Can the states legally ban "gay conversion" therapy?

Some pastors in Illinois are challenging a state law which bans gay conversion therapy on a variety of grounds. You can’t have a lawsuit which touches on the muddled set of topics included here without trigger a storm, so we can expect some fireworks and protests to surround it all the way through. (WaPo)

A group of Illinois pastors filed suit against the state Thursday alleging clergy — because it violates their constitutional right to free speech and exercise of religion — should be exempt from a law banning counselors from trying to change a minor’s sexual orientation.

The law, which went into effect in January, bans licensed counselors and mental health professionals from practicing “conversion therapy” — counseling designed to make gay, lesbian, bisexual or queer people become straight — on minors. While religious leaders don’t fall under this category, the suit says pastors could be held liable for consumer fraud under a section of the law that says “no person or entity” may advertise or practice conversion therapy that “represents homosexuality as a mental disease, disorder or illness.”

I almost feel sorry for the court that has to hear this case because the question before them is such a hot mess in terms of the legalities, not to mention the social issues. I think when the law was originally passed, legislators were under the impression that they were in the clear on the religious freedom front by excluding church leaders from prosecution. But the suit raises a bizarre question as to whether or not they could still be taken down on the grounds of consumer protection in terms of offering a fraudulent service.

Seriously? I suppose if there’s some church which is literally charging by the hour for these “services” as opposed to providing counseling to the flock there might be an issue to haggle over but that sounds awfully unlikely. Do many churches regularly engage in by-the-hour billing for therapy in the same fashion as a psychologist? If so, I’m unaware of it.

The larger question here is whether or not anyone should be able to offer such “conversion therapy” even outside of a church setting. Personally (and I say this from a layman’s perspective with no experience in that field of medicine), I find such efforts to be pointless from a medical perspective because I don’t think being gay is an attribute that you can just change. Part of me thinks that it almost has to be genetic given the ever increasing body of science in genetics and how much we’ve been learning about the way our genes program things into our distinct personalities. But by the same token, I used to frequently wonder how a genetic trait which would seem to be designed to prevent procreation could survive over the long evolutionary haul. As I said… that question is way out of my depth.
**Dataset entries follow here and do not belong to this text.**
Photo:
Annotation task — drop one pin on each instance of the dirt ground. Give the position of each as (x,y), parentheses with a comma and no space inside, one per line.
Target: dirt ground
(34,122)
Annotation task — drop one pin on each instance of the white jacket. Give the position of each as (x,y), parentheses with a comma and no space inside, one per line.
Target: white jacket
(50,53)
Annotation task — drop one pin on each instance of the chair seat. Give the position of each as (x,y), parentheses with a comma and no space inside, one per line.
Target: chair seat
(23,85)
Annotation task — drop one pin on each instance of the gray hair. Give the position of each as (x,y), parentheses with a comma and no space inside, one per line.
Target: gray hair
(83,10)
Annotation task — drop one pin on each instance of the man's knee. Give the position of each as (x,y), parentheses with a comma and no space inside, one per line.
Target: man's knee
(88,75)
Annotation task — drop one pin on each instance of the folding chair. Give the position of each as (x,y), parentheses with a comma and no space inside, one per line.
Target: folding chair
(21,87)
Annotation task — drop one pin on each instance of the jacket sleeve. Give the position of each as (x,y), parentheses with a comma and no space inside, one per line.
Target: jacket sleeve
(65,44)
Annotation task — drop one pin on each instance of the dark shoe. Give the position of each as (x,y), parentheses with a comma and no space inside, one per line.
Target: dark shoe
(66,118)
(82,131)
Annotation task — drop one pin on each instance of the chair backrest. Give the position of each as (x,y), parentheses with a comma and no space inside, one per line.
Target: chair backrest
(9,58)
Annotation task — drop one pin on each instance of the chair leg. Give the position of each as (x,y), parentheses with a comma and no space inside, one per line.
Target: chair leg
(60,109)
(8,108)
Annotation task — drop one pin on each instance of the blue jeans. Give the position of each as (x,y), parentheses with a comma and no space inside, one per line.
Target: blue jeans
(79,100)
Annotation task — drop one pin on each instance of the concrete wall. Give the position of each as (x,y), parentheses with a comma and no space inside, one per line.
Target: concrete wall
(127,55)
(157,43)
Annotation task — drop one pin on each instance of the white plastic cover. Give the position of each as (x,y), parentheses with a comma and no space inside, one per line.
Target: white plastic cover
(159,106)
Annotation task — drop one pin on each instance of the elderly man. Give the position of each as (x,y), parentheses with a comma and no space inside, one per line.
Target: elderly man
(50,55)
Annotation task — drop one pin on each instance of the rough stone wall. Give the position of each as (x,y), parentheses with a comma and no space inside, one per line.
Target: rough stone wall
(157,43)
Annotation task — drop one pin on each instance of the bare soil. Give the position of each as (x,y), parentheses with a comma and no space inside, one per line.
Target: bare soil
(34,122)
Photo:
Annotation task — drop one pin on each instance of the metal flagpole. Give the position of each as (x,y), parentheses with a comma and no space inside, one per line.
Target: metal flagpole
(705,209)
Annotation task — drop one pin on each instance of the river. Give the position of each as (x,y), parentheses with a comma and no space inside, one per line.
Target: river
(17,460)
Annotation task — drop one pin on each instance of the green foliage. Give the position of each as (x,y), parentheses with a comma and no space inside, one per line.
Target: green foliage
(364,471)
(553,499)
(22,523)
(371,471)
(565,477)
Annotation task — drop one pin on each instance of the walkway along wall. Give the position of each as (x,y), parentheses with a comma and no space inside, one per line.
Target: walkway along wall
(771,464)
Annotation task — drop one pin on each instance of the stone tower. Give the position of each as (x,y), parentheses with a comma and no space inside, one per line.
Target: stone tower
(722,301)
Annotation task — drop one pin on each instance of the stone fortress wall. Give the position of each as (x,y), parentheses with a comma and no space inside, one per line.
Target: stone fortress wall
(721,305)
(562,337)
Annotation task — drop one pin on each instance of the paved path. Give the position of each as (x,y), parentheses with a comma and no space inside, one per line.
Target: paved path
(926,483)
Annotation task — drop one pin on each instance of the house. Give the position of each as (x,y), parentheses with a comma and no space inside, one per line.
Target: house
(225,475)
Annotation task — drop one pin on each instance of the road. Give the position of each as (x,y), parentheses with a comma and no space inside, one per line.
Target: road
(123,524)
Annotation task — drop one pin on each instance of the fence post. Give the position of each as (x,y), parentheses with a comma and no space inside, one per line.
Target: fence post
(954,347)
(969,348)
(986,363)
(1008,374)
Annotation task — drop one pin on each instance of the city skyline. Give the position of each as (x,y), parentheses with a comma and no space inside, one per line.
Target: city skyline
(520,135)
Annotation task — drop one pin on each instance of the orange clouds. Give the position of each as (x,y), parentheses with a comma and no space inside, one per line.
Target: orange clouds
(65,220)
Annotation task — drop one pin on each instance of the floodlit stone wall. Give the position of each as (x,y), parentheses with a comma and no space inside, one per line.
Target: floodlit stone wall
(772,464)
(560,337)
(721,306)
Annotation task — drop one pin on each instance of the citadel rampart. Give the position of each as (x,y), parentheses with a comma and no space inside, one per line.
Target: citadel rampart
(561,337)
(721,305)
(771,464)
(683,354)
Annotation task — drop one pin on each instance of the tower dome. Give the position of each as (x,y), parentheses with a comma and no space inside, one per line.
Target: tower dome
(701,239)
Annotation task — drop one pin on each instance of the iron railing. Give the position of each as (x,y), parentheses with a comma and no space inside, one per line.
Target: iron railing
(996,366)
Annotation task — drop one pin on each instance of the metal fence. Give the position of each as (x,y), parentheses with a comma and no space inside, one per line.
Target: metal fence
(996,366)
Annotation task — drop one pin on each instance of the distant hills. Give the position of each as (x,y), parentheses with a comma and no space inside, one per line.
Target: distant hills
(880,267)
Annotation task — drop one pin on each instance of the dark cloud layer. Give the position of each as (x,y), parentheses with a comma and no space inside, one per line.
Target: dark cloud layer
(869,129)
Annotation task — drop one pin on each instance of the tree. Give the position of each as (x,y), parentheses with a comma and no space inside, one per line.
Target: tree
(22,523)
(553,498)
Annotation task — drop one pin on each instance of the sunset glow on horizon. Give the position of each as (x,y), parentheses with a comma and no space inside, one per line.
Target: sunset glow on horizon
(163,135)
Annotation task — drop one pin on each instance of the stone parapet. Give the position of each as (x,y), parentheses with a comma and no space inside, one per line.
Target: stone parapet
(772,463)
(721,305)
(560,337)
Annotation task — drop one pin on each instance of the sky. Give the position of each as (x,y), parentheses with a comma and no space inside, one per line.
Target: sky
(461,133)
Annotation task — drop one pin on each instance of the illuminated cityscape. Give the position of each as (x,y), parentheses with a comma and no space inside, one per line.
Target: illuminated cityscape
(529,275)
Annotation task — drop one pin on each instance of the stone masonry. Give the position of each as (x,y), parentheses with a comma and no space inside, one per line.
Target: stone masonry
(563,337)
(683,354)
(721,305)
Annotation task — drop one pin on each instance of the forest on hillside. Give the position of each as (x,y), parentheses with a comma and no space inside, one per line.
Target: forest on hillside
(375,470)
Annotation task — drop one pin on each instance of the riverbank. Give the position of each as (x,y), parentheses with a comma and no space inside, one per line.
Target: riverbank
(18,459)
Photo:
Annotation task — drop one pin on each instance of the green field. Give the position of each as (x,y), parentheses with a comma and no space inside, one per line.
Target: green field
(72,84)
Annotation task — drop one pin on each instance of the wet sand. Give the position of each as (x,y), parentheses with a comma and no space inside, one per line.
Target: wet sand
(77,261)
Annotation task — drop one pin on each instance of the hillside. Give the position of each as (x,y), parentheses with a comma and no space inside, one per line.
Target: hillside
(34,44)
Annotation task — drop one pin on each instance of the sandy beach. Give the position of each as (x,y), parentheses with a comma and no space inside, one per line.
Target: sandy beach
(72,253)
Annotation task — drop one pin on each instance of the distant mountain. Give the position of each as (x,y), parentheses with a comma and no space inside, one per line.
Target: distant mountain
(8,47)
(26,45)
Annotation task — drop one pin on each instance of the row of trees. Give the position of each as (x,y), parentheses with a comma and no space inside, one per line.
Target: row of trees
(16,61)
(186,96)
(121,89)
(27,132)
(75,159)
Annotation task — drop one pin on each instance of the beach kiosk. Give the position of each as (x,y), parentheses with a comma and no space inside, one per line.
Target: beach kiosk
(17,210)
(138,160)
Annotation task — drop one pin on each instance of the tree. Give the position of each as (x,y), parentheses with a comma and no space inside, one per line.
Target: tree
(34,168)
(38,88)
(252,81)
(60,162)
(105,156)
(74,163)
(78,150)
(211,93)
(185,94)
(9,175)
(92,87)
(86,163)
But what about people who really want to change, despite any potential medical evidence to the contrary? People work toward changes in themselves all the time and frequently seek out either professional or clerical help to do so. Maybe you’re having trouble quitting smoking or losing weight. Perhaps you’re too shy and want to be more outgoing. Afraid of flying? See a therapist. Yes, you could argue that some of those things are “choices” and being gay isn’t, but others are “choices” we never actually made. (See the fear of flying or just being shy.) But now we’re talking about things which tend to be classified as disorders in their extreme forms and we’re back to the issue of labeling homosexuality as a medical disorder.

See what I mean about the lawsuit being a hot mess?

To finish up by getting back to the case at hand, I think the pastors will need to be able to show actual damages to establish their standing to challenge the law in the first place. Thus far it sounds like they’re dealing in hypotheticals. Until someone comes in and successfully sues one of them for breach of contract for failing to “cure” their gayness, this one may hit the rocks pretty quickly.